One of London Shortwave’s portable spectrum capture systems

I am very happy to share that the BBC Radio 4 program Wireless Nights, Series 5, features our own community member London Shortwave this week. The show aired tonight (March 27) and the audio is now available to stream via the Radio 4 website. I’ve also embedded the audio below:

Here’s the description of the show from Radio 4:

Megahertz

Jarvis Cocker navigates the ether as he continues his nocturnal exploration of the human condition.

On a night voyage across a sea of shortwave he meets those who broadcast, monitor and harvest electronic radio transmissions after dark.

Paddy Macaloon, founder of the band Prefab Sprout, took to trawling the megahertz when he was recovering from eye surgery and the world around him became dark. Tuning in at night he developed a ghostly romance with far off voices and abnormal sounds.

Artist Katie Paterson and ‘Moonbouncer’ Peter Blair send Beethoven’s Moonlight Sonata to the moon and back, to find sections of it swallowed up by craters.

Journalist Colin Freeman was captured by the Somali pirates he went to report on and held hostage in a cave. But when one of them loaned him a shortwave radio, the faint signal to the outside world gave him hope as he dreamed of freedom.

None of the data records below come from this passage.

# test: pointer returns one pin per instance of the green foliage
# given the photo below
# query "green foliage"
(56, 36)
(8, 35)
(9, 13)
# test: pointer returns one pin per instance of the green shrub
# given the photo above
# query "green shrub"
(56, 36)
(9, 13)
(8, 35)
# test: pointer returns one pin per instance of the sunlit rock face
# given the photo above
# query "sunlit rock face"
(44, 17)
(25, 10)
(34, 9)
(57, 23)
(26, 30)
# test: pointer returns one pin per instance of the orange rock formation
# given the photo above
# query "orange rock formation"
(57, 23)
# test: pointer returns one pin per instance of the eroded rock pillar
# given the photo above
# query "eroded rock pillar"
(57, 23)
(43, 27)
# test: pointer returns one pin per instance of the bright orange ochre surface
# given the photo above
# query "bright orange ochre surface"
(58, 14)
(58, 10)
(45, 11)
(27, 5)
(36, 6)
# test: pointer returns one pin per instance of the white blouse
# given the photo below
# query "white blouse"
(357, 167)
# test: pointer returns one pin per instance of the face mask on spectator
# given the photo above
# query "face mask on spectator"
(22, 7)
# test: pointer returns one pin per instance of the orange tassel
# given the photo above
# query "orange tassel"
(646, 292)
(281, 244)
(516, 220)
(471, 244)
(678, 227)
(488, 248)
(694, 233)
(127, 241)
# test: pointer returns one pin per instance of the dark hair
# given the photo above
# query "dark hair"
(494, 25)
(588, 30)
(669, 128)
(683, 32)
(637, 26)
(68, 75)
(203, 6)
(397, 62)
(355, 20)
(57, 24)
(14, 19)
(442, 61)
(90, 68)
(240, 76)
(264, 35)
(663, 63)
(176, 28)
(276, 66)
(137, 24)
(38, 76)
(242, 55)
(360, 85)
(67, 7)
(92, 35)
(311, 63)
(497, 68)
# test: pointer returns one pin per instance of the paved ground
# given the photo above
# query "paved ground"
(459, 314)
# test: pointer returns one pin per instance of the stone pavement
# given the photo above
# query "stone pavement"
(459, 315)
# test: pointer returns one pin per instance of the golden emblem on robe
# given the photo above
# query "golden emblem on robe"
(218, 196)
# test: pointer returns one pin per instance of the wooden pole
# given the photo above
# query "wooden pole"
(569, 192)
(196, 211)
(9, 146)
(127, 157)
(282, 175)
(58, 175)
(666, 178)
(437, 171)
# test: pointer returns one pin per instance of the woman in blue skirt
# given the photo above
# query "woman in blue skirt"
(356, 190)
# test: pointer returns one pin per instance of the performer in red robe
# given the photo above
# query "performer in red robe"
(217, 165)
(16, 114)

And “London Shortwave” hides out in a park after dark, with his ear to the speaker on his radio, slowly turning the dial to reach all four corners of the earth

Jarvis sails in and out of their stories – from the cosmic to the captive – as he wonders what else is out there, deep in the noise

Producer Neil McCarthy.

I found Megahertz absolutely captivating! I’m very impressed with how all of the personal adventures in radio, including an array of motivations, were weaved together.

And brilliant job, London Shortwave! It was fun to go on a park outing with you and your spectrum capture gear!